1. Diet and exercise. Appropriate diet is necessary for patients to keep their weight down so they don’t develop obesity and then are at risk for umpteen other diseases.
2. Cognition and mental health. Depression has been established as having higher rates in older people.
3. Prevention of falls. I believe the data show that if an elderly person breaks their leg, their risk for death a year later is very, very high. From this we can theorize that patients with hemophilia who have bad joints are at higher risk for death, because their joint health isn’t that good and their bones aren’t that strong. However we don’t know this definitively as it hasn’t been studied.
4. Maintaining urinary function. This is for both men and women. We revert back to when we were infants, essentially, in the last phase of our lives. This actually has a tremendous burden, due to self-catheterization, frequent urination, benign prostatic hyperplasia, etc.
5. Sensory well-being. Cataracts are very common and hearing loss is very common. So patients lose their perception, which also occurs with falls and obesity. These categories are all interlocked.

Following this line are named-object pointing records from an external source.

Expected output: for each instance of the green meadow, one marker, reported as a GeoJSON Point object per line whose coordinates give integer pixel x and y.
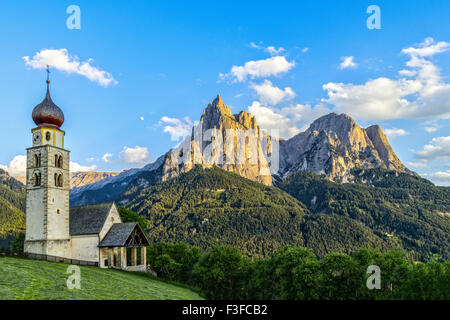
{"type": "Point", "coordinates": [25, 279]}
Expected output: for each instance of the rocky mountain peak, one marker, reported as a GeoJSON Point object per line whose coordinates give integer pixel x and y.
{"type": "Point", "coordinates": [333, 122]}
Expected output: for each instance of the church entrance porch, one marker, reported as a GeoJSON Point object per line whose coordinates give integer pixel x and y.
{"type": "Point", "coordinates": [124, 247]}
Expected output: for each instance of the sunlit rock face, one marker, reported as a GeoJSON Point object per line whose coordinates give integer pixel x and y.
{"type": "Point", "coordinates": [333, 145]}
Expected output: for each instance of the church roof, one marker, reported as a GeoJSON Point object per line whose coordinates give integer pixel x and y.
{"type": "Point", "coordinates": [88, 219]}
{"type": "Point", "coordinates": [128, 234]}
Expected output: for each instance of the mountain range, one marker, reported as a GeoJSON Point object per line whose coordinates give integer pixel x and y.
{"type": "Point", "coordinates": [333, 144]}
{"type": "Point", "coordinates": [335, 187]}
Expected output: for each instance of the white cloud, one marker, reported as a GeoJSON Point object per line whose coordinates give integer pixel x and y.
{"type": "Point", "coordinates": [17, 166]}
{"type": "Point", "coordinates": [439, 177]}
{"type": "Point", "coordinates": [60, 59]}
{"type": "Point", "coordinates": [395, 132]}
{"type": "Point", "coordinates": [107, 157]}
{"type": "Point", "coordinates": [138, 155]}
{"type": "Point", "coordinates": [425, 96]}
{"type": "Point", "coordinates": [438, 147]}
{"type": "Point", "coordinates": [347, 62]}
{"type": "Point", "coordinates": [259, 69]}
{"type": "Point", "coordinates": [177, 128]}
{"type": "Point", "coordinates": [421, 164]}
{"type": "Point", "coordinates": [75, 167]}
{"type": "Point", "coordinates": [427, 48]}
{"type": "Point", "coordinates": [273, 51]}
{"type": "Point", "coordinates": [271, 95]}
{"type": "Point", "coordinates": [286, 120]}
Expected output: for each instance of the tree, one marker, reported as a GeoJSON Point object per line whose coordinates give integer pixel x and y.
{"type": "Point", "coordinates": [18, 243]}
{"type": "Point", "coordinates": [222, 273]}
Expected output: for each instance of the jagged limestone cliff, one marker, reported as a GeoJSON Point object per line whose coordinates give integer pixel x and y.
{"type": "Point", "coordinates": [234, 143]}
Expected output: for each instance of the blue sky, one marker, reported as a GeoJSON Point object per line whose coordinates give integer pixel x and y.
{"type": "Point", "coordinates": [164, 61]}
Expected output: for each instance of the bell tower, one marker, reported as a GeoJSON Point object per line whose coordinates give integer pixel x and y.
{"type": "Point", "coordinates": [48, 183]}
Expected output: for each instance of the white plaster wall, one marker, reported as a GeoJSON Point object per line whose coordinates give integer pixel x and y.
{"type": "Point", "coordinates": [113, 217]}
{"type": "Point", "coordinates": [85, 248]}
{"type": "Point", "coordinates": [35, 215]}
{"type": "Point", "coordinates": [59, 248]}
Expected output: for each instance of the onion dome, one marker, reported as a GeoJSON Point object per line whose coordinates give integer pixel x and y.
{"type": "Point", "coordinates": [47, 113]}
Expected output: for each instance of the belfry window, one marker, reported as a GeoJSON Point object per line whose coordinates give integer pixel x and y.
{"type": "Point", "coordinates": [58, 161]}
{"type": "Point", "coordinates": [37, 160]}
{"type": "Point", "coordinates": [37, 179]}
{"type": "Point", "coordinates": [58, 180]}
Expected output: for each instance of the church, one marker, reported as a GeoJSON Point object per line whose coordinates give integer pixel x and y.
{"type": "Point", "coordinates": [89, 235]}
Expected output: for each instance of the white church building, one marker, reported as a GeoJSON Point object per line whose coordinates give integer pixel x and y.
{"type": "Point", "coordinates": [90, 235]}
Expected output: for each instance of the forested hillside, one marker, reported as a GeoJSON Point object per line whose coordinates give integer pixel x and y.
{"type": "Point", "coordinates": [12, 208]}
{"type": "Point", "coordinates": [405, 208]}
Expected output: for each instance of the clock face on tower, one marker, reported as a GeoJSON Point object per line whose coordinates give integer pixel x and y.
{"type": "Point", "coordinates": [37, 138]}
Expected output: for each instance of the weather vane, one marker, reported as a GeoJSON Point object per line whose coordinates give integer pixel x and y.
{"type": "Point", "coordinates": [48, 73]}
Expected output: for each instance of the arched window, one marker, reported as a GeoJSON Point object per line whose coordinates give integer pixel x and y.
{"type": "Point", "coordinates": [37, 179]}
{"type": "Point", "coordinates": [58, 180]}
{"type": "Point", "coordinates": [58, 161]}
{"type": "Point", "coordinates": [37, 160]}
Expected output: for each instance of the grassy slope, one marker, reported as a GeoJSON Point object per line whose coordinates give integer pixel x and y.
{"type": "Point", "coordinates": [24, 279]}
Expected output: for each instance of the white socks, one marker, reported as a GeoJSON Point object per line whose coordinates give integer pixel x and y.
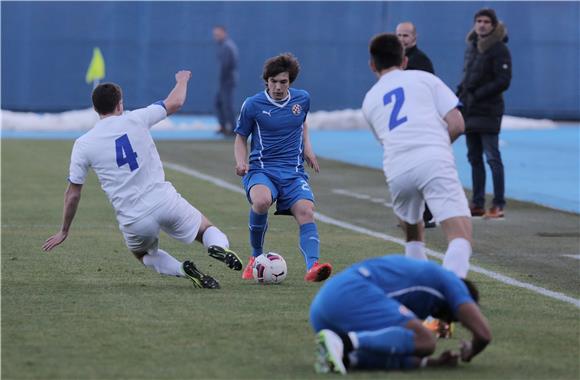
{"type": "Point", "coordinates": [163, 263]}
{"type": "Point", "coordinates": [415, 250]}
{"type": "Point", "coordinates": [457, 257]}
{"type": "Point", "coordinates": [213, 236]}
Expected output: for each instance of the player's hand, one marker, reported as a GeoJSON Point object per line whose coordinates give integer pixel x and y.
{"type": "Point", "coordinates": [466, 351]}
{"type": "Point", "coordinates": [182, 75]}
{"type": "Point", "coordinates": [311, 160]}
{"type": "Point", "coordinates": [242, 169]}
{"type": "Point", "coordinates": [54, 240]}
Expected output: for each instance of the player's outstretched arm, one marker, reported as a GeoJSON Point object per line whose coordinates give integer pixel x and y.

Instead of delving into particular diseases like atrial fibrillation or different tumors patients could be at risk for, managing that broader, general set of complications is what I subscribe to.
Question

What do you think the role of gene therapy is for hemophilia? Do you see gene therapy becoming a mainstay of hemophilia treatment?
Answer

I think, eventually, all patients will be offered gene therapy, and most will accept it, but this will not happen immediately because it’s a technology where there are still too many unanswered questions. We need clinical trials and we need to answer some basic questions about gene therapy.

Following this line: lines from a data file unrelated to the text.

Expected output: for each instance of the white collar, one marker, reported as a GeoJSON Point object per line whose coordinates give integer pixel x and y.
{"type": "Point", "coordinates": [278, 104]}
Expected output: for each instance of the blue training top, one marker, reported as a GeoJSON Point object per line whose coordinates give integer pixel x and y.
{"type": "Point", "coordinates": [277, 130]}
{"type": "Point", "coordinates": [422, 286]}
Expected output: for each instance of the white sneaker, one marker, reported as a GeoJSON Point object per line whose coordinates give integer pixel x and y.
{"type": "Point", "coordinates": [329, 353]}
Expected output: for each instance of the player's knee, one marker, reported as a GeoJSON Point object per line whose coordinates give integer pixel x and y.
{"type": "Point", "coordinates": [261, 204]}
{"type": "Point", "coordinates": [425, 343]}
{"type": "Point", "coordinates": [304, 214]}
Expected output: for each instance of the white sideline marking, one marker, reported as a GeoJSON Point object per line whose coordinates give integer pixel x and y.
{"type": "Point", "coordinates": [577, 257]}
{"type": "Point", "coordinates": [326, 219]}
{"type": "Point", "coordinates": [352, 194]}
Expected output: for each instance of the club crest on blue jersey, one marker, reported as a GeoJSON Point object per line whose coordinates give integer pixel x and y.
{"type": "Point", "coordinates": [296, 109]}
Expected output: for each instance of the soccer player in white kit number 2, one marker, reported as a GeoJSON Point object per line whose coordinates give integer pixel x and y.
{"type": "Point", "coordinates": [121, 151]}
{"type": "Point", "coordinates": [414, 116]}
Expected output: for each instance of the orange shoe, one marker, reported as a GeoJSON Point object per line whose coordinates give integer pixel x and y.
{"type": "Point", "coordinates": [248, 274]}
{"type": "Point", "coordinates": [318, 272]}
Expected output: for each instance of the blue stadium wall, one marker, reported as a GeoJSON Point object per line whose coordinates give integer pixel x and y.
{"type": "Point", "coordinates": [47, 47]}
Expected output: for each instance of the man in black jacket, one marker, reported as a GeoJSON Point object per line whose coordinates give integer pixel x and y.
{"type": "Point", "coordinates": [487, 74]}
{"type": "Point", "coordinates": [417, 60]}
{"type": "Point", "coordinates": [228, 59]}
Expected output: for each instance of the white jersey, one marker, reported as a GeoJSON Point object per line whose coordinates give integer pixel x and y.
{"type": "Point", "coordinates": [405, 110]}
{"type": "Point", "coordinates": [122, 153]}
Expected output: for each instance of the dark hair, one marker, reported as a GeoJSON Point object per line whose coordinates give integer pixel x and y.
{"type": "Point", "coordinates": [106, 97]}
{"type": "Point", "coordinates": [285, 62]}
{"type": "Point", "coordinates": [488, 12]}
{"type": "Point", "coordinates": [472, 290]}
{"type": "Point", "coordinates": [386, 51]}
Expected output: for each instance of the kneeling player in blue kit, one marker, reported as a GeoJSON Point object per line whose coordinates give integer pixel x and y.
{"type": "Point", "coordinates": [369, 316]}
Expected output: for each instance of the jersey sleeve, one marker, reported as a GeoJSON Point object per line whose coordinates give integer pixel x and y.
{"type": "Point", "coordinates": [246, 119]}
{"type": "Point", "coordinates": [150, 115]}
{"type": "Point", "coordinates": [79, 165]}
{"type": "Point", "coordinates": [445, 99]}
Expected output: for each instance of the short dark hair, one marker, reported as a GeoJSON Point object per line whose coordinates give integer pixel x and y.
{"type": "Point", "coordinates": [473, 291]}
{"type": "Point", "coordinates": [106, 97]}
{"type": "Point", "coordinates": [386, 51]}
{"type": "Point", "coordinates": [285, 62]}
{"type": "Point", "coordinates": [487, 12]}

How effective is it? It’s basically putting a virus that transfers DNA into a patient’s cells, and then the patient can make their own protein that they should have been making in the first place. Is it sort of effective, or is it very effective? Is it effective for all people, in all the same ways? Right now, the trials are all designed for patients with severe disease. They’re not designed for patients with moderate or mild disease. Why not? Because that’s where they’re starting from. How long will it work? Can a patient get it again? If they can, how many times? Is that a good thing, or is that a bad thing? Putting all this virus into a patient — what are the risks? I mean, it’s a virus, it’s like getting a cold, right?

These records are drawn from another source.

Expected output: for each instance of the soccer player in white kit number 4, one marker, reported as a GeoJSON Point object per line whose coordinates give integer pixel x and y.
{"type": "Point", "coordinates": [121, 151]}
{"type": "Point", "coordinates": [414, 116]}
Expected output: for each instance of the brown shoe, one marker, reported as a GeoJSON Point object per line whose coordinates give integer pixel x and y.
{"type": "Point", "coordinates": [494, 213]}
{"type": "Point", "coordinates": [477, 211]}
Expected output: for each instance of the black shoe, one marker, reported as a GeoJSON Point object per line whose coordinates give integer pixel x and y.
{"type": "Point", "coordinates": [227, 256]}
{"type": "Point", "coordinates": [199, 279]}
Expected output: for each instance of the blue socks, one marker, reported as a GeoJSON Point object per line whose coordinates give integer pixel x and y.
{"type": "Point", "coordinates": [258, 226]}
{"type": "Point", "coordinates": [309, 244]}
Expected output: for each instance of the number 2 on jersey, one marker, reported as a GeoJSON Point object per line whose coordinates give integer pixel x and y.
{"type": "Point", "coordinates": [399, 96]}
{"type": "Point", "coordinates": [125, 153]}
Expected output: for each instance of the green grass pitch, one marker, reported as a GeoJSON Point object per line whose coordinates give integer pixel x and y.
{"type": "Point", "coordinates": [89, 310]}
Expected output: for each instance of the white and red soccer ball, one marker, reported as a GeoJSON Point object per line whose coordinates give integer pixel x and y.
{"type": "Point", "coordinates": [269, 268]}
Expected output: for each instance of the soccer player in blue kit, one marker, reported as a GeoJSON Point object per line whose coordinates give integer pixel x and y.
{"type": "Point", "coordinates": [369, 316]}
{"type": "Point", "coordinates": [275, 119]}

What’s going to happen in the next few weeks or months? And then what would happen in this group of patients who are especially sensitive to HIV and hepatitis C, where these viruses languish for decades — what’s this stuff going to do? Is this stuff just going to sit there and do nothing, or is it going to cause problems and unintended consequences?

These are all questions that have to be addressed, and because it’s a new technology, it’s going to take some time to address them. But do I think that different versions of gene therapy will be available? Absolutely. And will most patients in the future be on it? Yeah. Yeah, I truly believe so.